Θ ^Q′ ＝τΘ ^Q +(1-τ)Θ ^Q′

Θ ^u′ ＝τΘ ^u +(1-τ)Θ ^u′ τ is a weight coefficient, and the value is 0.001;

7. An unknown individual identification device for radar signals according to claim 6, wherein said constructing a known class sample set N and an unknown class sample set UN comprises: collecting signals of N radars, taking the signals of K radars as known categories to form a known category sample set N, and taking the signals of N-K radars as unknown categories to form an unknown category sample set UN.

8. An unknown individual identification device for radar signals according to claim 6, wherein said extraction classification module is further configured to: the coding network comprises an input layer, a middle layer and an output layer, wherein the input layer inputs a sample to be identified, the middle layer consists of a one-dimensional convolution layer and a pooling layer, the convolution layer performs feature extraction on the sample to be identified, the pooling layer performs dimension reduction on the sample to be identified, the output layer outputs a feature vector h of the sample to be identified and h=f (wx+b), wherein w is the weight of the coding network, b is the bias of the coding network, x is the sample to be identified of an input one-dimensional sequence, after the feature vector h is obtained, the feature vector h is input into a classifier, and the class of the sample to be identified is obtained, wherein the classifier consists of a full connection layer and a softmax classifier.
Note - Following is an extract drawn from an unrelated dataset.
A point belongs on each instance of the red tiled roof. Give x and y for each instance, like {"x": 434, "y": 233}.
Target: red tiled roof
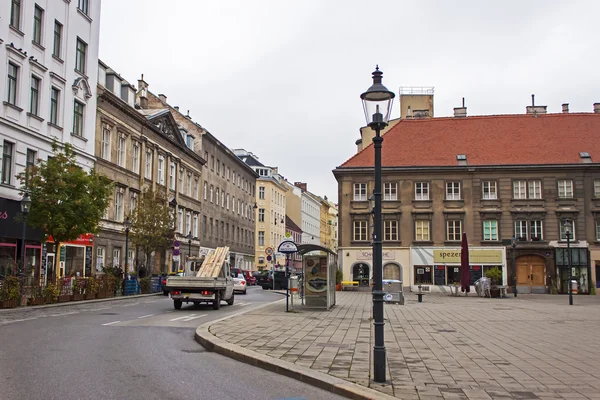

9. An unknown individual identification device for radar signals according to claim 6, wherein said vector generation module is further adapted to: utilizing DDPG algorithm to build actor network u (s; theta) based on convolutional neural network ^u ) The critic network Q (s, a; θ ^Q ) Wherein s is the input of the actor network and the critic network and is equal to the characteristic vector h, theta extracted by the coding network ^u Is the weight parameter of the actor network, θ ^Q The weight parameter is the weight parameter of the critic network; and obtaining an action a through action and random noise sampling generated by an actor network, wherein the action a is the attention probability distribution vector.